Here’s a short example of how encrypted traffic could be recovered at a later date. If a connection to a HTTPS website uses the RSA key exchange algorithm (now considered insecure), then it is vulnerable to this scenario. When the encrypted session is set up, the client (browser or Java program) decides the shared secret. It encrypts this value using the server’s public key (which is present in the certificate). This encrypted shared secret is then sent to the server, and future secret communications are based on that. So, if the private key of the server was recovered by a malicious third party, then past and future traffic could be decrypted by that party.
To prevent this scenario, key exchange can be carried out with a property known as Perfect Forward Secrecy. This means that communications are encrypted by a one-time, ephemeral session key which exists only for that session.
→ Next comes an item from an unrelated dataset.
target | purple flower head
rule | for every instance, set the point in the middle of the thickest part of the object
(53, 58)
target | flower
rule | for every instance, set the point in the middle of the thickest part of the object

So traffic cannot be decrypted at a later date unless you have the one-time key for that particular session.
Whether Perfect Forward Secrecy is possible depends on the key exchange algorithm selected between the client and server, as part of the TLS handshake. There have been a number of versions of TLS (1.0 to 1.3), each version improving security. The most recent version (1.3) entirely removes support for key exchange algorithms which do not support Perfect Forward Secrecy, such as RSA. Support for TLS 1.3 was added in Java 11, so it can be said that Java 11 can ensure Perfect Forward Secrecy in secure communications, as long as the web server also supports TLS 1.3.
In closing, when developing software, security and privacy should be a high priority. So keep your Java installations up to date!
Don’t be tempted to work around security-related errors when they occur. Instead, understand what they really mean and fix any underlying problems which compromise security.